The native API is protected by a local admin token, created on first boot:

Terminal window
# Linux
export NIMBUS_TOKEN=$(jq -r .token ~/.local/share/nimbus/auth/token)
# macOS
export NIMBUS_TOKEN=$(jq -r .token "$HOME/Library/Application Support/nimbus/auth/token")
curl -s -X POST http://localhost:8080/api/tenants \
-H "Authorization: Bearer $NIMBUS_TOKEN" \
-H "Content-Type: application/json" \
-d '{"id": "demo"}'
Terminal window
mkdir agent-sandbox && cd agent-sandbox
npm init -y && npm install @nimbus/nimbus

Save this as sandbox.mjs:

import { Nimbus } from "@nimbus/nimbus";
const nimbus = new Nimbus({
endpoint: "http://localhost:8080",
tenantId: "demo",
token: process.env.NIMBUS_TOKEN,
});
// Create an isolated world for one task: a root image, a process, an id.
const sandbox = await nimbus.sandboxes.create({
profile: "worker",
spec: {
owner: { kind: "standalone", displayName: "agent-task" },
backend: "container",
root: {
kind: "oci_image",
source: { kind: "reference", reference: "docker.io/library/node:22-alpine" },
},
process: { argv: ["node", "-e", "setInterval(() => {}, 1000)"] },
},
labels: { purpose: "quickstart" },
});
console.log("created", sandbox.metadata.id, sandbox.status.lifecycleState);
// Poll until the sandbox is ready — sessions only attach to ready targets.
let current = sandbox;
while (current.status.lifecycleState !== "ready") {
await new Promise((resolve) => setTimeout(resolve, 250));
current = await nimbus.sandboxes.get({ id: sandbox.metadata.id });
}
// Lease an interactive connection. Every session expires on its own.
const session = await nimbus.sessions.open({
target: { sandbox: { id: sandbox.metadata.id } },
channels: ["stdio"],
requestedTtlMs: 5 * 60 * 1000,
});
console.log("session", session.metadata.id, "expires", session.spec.expiresAt);
console.log("attached to", session.spec.targetSnapshot);
// Tear down: close the lease, stop the world.
await nimbus.sessions.close({ id: session.metadata.id, reason: "done" });
await nimbus.sandboxes.stop({ id: sandbox.metadata.id });
console.log("stopped");
Terminal window
node sandbox.mjs

The script creates the sandbox, waits for ready, opens a five-minute stdio session, prints the target snapshot the session pinned at open time, then closes the session and stops the sandbox.

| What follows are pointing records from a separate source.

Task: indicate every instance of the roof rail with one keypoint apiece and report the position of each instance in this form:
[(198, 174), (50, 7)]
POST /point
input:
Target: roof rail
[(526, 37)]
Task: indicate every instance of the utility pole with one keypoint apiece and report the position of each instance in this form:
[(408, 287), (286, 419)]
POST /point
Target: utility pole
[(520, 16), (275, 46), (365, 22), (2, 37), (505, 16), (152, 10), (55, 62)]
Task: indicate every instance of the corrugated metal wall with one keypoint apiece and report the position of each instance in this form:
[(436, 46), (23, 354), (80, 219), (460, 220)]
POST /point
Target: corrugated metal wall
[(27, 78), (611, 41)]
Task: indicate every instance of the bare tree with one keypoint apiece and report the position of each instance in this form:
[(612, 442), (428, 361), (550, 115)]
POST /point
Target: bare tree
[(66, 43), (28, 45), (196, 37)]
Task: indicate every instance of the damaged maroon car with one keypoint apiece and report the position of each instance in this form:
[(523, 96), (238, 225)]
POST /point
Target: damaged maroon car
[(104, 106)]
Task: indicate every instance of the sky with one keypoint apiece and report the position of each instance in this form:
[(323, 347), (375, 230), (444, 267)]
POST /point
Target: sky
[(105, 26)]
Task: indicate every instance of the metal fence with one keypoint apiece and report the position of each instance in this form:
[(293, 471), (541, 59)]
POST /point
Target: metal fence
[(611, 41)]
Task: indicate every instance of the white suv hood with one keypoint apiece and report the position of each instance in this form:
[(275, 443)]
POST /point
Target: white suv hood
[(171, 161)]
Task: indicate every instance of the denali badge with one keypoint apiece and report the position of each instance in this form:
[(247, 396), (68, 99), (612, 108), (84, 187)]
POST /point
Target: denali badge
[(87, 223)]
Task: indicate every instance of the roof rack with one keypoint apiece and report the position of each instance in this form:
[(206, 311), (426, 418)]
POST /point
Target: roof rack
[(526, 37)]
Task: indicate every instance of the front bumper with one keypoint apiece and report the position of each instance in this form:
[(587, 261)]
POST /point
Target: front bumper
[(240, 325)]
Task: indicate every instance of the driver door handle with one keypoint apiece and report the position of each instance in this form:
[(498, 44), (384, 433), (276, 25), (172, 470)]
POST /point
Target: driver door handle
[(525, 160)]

  • The sandbox is addressed by id — a receipt for a resource you created, not a name other code can resolve. It ran as an OCI container with deny-by-default network egress, inside the same tenant-isolation boundary as your data.
  • The session is a lease, not a connection pool entry: it carried a TTL, recorded exactly what it attached to, and would have expired on its own if the script crashed before closing it.
  • Nothing here was a special agent runtime. The same server is also serving your database, functions, and realtime queries.